Norwegian musician Eirik Hoff Walmsness is set to release sungura singles that will be part of his debut album of the genre.
Sungura is a Zimbabwean music genre which borrowed from Tanzanian kanindo and Congolese rhumba music.
Popularly known for his sungura instrumental tutorials on YouTube, Walmsness has always had a crush on African music, particularly sungura and dendera, another Zimbabwe genre which came off sungura.
Walmsness' sungura singles’ project will be his debut solo project following other musical projects he did together with his former bands: Svermere, Trondheim World Music Ensemble, and Sør for Sahara from his region.
In an interview, Walmsness told The Southern Times that he is currently working on a sungura project which will see him eventually releasing an album.
“I am striving to achieve the ‘classic sungura sound’ and have been working on it for some time now. I am really taking my time to bring out the best and I am doing it independently. Using my home studio, I am recording the instrumentals from the drums, lead and base guitars as well as the vocals,” he said.
“I am not much of a Shona speaker yet, so my songs will be in English but, I really want my lyrics to focus on Zimbabwe in some way.”
He said his lyrics are centred on the Zimbabwean story because it is the original home for sungura music genre.
Walmsness’ previous projects were mainly on jazz music and folk music. However, over the past decade, he has grown a bigger interest in African music, having worked with Congolese and West African artists, before discovering sungura.
His love for sungura music has been a journey of discovery. From hearing the music in Namibia, South Africa and Malawi as well as in his music studies at the School of Oriental and African Studies in the United Kingdom.
“I was part of a folk musical band where I was a drummer and we also had a chance to go and play with some Malawian musical groups,” said Walmsness.
“My sungura discovery started when I was in Namibia and had a chance to interact with musicians in Namibia and some of them were originally from Zimbabwe. Later on, I lived in Malawi and I also stayed in South Africa for a year, so I have been finding myself around Zimbabwe. Sungura music has always influenced countries surrounding Zimbabwe so from there I slowly started to pick up an interest in sungura but still I wasn’t really aware that this is sungura.
"I discovered about the title in one of my musical classes in UK where I was covering music from several African countries, West Africa, Ethiopia, central African music. One day we had Zimbabwe on the agenda and I remember my music teacher playing some examples and she said ‘here is a song by John Chibadura’ and the guitar started and when the drums started kicking, the band joins then I remembered the music. Then I started doing my research. Of course, YouTube was a great resource to find sungura recordings,” narrated Walmsness.
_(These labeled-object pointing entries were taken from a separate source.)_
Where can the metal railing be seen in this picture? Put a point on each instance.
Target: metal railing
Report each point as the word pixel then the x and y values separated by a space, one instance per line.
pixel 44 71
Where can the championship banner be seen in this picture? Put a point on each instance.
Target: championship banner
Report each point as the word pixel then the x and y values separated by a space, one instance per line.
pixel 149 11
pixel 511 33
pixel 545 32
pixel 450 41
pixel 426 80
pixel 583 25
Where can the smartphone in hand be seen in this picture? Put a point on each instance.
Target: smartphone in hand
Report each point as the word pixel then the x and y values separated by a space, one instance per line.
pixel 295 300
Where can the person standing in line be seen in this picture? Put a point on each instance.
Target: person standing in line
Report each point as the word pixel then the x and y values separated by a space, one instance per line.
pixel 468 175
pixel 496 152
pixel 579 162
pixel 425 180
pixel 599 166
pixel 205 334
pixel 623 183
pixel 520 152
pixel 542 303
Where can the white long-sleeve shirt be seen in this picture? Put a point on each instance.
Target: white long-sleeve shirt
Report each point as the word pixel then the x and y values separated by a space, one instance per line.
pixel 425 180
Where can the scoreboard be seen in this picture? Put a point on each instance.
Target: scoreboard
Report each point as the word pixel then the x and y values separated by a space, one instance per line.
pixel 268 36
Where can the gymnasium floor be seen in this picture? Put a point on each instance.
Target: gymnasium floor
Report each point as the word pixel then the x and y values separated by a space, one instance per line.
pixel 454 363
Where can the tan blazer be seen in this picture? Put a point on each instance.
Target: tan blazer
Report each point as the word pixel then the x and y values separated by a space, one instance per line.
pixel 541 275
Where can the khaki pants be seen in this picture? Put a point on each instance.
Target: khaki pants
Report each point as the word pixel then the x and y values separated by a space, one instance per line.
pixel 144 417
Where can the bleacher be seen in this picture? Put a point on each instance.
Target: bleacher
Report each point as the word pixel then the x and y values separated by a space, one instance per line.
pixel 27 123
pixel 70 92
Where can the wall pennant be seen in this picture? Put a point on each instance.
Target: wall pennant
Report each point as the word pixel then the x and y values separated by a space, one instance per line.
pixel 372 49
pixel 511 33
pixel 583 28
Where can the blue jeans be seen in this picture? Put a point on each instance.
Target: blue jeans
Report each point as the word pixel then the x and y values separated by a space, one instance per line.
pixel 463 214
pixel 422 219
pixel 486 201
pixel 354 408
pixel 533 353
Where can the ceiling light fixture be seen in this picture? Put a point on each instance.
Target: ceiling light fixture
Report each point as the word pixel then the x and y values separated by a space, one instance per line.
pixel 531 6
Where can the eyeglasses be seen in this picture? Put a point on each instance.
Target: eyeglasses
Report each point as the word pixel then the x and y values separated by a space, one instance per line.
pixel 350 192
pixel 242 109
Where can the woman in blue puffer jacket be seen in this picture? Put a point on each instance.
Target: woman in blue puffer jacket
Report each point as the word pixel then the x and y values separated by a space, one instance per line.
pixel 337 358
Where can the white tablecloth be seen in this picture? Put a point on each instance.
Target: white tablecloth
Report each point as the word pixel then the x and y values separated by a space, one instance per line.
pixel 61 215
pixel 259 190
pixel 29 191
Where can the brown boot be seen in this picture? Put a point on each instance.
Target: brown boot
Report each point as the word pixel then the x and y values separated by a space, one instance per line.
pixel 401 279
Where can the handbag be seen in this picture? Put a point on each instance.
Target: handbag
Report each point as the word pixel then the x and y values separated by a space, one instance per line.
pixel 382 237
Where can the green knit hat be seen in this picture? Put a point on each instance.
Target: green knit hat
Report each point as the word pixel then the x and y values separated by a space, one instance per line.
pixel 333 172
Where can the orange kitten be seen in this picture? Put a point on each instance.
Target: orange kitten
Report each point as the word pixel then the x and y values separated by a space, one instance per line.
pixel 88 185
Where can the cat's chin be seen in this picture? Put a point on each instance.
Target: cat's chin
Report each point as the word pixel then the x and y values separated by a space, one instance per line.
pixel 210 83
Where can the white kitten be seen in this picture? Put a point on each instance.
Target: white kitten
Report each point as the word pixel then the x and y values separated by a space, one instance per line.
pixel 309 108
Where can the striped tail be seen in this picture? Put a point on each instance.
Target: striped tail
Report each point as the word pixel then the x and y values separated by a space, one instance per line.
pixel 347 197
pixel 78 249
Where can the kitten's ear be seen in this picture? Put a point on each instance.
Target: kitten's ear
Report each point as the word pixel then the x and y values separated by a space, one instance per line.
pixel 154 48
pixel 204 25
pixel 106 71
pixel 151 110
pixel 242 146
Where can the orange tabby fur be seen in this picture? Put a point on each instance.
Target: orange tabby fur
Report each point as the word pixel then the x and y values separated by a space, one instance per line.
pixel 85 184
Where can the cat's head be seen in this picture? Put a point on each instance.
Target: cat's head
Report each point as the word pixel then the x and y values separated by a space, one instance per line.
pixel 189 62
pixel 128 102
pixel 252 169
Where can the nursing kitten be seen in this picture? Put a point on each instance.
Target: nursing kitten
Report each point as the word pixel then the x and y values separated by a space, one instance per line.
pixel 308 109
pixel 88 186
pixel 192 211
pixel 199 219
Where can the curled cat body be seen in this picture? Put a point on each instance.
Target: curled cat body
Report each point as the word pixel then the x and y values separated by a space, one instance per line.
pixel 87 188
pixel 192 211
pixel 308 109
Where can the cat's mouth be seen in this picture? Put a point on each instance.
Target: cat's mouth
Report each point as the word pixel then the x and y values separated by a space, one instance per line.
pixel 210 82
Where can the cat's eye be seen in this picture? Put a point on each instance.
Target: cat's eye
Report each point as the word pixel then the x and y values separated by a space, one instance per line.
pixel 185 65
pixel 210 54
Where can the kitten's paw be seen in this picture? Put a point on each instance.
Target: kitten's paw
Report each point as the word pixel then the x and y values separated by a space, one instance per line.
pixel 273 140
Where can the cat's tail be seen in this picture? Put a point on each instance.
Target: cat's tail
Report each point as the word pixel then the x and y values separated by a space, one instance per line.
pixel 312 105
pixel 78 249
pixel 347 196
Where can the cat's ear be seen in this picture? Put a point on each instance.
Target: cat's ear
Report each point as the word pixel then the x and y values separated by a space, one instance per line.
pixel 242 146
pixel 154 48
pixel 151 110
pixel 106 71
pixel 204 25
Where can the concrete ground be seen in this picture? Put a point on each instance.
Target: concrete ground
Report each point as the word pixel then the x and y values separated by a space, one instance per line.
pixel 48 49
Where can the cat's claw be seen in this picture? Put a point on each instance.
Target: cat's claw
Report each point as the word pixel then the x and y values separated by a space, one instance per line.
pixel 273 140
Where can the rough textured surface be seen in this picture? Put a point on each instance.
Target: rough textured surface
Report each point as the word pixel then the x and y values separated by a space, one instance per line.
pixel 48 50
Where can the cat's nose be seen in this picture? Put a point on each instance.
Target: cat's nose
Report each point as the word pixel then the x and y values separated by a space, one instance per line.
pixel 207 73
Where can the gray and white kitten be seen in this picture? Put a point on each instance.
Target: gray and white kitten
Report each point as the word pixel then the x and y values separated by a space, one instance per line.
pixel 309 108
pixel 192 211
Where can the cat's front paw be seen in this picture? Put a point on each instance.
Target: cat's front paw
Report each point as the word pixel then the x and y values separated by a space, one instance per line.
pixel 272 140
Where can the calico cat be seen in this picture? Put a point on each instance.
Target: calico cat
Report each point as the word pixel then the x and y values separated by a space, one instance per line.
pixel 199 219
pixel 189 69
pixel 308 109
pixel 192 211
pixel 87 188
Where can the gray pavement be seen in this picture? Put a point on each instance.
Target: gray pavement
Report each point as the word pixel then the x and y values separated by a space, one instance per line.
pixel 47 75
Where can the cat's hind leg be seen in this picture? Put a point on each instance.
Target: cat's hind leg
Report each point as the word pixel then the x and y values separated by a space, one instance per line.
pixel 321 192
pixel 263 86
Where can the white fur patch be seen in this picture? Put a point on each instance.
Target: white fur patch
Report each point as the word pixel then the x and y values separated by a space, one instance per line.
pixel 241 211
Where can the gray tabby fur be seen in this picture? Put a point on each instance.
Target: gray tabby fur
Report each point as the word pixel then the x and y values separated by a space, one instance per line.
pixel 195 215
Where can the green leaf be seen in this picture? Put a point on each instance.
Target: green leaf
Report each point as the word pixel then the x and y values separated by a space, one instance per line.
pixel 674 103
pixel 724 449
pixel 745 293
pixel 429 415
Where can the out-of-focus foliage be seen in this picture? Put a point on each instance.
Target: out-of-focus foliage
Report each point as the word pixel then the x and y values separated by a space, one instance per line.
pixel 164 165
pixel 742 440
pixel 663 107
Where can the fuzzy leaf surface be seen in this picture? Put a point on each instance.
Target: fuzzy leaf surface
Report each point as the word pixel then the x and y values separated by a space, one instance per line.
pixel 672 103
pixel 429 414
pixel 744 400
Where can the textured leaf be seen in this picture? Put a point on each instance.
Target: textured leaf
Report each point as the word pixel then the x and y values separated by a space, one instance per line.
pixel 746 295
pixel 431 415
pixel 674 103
He said there had never been a promotional on sungura music in his home country, so he was using his own findings on the genre.
Driven by a growing interest in sungura music, Walmsness went to Zimbabwe to learn more of the genre where he met sungura musicians, Alick Macheso, Madzibaba Nicholas Zakaria and dendera musician Sulumani Chimbetu.
He had an opportunity to play drums for Macheso during one of his life performances in Zimbabwe in 2017.
“I was stalked the first time I saw Macheso on stage. They called me up to dance, then I was asked to play the drums. Playing with Macheso was really an amazing moment. I was pinching my arms being on stage with him in front of a huge crowd. During the same trip, I was also able to attend shows by Nicholas Zakaria, Sulu Chimbetu and this is when I knew about dendera and I did play a guitar with Sulumani,” said Walmsness.
His first musical trip to Zimbabwe was in 2015 where he went for the HIFA Festival. However, the festival did not have much of sungura music so he just bought several musical albums of sungura music in music shops.
“My 2017 trip was remarkable, it came after a friend of mine in Norway hooked me up with a drummer living in Zimbabwe who had been part of Music Crossroads touring Europe. We quickly became friends as he hosted me for two weeks. I was staying with him in Chitungwiza, a town where sungura seems to be more dominant. It was quite an adventure. What I have experienced and saw also contributed in the lyrical composition of my sungura songs,” he said.
Walmsness intends to perform his sungura music live in Zimbabwe after release.
He said, “I will start the process of assembling a band in Zimbabwe to work with me. This includes the singers, instrumentalists and dancers. I am really excited about that!”